3年生が卒業して私は生徒会長になったので、修了式の終わった今日も、昼を食べつつそのまま生徒会の打ち合わせだ。新学年、新学期、色々と準備をしなければならないことがある。学年に1クラスしかないから、他の役員もクラスメイトにならざるを得ないけれど、見知った顔ならやりやすい。副会長には神保さん、書記に橘さんと、優秀な人が引き受けてくれたので心強い。人選的には同じ吹奏楽部の橘さんよりも、バドミントン部の橋本さんに入って欲しかったのだけれど、部活と勉強で忙しいらしく断られてしまった。

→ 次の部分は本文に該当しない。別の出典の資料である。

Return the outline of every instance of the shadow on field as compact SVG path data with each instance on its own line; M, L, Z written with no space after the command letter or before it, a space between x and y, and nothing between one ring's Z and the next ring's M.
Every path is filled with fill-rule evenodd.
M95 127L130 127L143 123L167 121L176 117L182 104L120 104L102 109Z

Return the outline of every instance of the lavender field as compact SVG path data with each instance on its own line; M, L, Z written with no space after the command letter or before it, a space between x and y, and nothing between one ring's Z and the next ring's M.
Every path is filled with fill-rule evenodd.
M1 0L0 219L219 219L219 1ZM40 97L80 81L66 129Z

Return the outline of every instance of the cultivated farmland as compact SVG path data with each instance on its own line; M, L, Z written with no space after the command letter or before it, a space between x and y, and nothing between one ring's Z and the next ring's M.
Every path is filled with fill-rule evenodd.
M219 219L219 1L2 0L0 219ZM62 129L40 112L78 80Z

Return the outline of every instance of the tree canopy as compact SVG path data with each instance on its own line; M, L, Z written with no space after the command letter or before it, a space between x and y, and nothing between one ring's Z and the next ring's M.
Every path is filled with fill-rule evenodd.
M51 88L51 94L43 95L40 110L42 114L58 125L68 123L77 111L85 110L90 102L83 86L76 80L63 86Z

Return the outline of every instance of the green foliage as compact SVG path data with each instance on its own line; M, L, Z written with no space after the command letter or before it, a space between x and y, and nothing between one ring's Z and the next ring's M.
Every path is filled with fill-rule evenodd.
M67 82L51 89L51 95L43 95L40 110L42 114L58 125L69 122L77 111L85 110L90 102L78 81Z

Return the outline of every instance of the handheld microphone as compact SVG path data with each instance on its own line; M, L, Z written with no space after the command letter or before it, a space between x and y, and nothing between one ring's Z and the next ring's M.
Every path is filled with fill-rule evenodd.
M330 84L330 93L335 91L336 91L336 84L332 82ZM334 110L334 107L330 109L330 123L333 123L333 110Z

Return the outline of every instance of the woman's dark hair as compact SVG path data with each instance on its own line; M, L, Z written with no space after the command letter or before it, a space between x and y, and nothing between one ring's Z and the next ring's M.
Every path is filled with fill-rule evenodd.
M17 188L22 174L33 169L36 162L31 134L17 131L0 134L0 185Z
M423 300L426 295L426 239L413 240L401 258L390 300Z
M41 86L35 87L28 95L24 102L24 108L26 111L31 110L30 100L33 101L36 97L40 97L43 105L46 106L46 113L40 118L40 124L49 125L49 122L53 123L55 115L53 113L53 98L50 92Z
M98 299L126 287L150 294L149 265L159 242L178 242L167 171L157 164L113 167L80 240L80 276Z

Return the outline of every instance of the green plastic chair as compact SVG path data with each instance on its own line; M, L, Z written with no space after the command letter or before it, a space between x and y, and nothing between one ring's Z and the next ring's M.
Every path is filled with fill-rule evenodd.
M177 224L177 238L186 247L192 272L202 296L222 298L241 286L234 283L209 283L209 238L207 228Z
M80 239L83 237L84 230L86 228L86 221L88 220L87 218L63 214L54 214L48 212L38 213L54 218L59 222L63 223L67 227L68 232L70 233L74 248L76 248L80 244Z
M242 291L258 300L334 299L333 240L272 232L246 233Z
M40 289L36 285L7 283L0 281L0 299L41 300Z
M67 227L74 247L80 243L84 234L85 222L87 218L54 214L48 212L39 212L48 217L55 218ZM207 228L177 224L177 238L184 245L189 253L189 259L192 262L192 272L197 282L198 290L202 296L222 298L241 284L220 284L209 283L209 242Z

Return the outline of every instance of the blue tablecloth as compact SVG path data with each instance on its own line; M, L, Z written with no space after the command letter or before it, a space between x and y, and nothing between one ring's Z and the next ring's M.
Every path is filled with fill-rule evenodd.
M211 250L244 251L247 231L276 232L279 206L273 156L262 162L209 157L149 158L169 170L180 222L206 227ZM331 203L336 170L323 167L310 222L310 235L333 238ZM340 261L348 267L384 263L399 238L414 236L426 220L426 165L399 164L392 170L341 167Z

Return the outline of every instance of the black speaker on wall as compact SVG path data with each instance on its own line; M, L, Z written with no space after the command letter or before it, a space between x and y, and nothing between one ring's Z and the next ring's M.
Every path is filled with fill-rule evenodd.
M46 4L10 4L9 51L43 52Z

吹奏楽部のことを考え出すと、タイラーともじゃのふたりに後輩を任せるのは不安に思える。先生がいるから最悪なことはないと思うけれど。今日の昼練はちゃんとやっているだろうか。ああ、考え出すとついつい悪い方へ悪い方へ考えてしまうのが私のよくないところ。ふうとため息をついて呼吸を整える。
「会長、大丈夫?」
神保さんが尋ねる。なんだかその呼び名がこそばゆい。私はこの学校の生徒会長になったんだなと実感する瞬間だ。しっかりしなければ。
「大丈夫、大丈夫」
私は自分に言い聞かせるようにそう言った。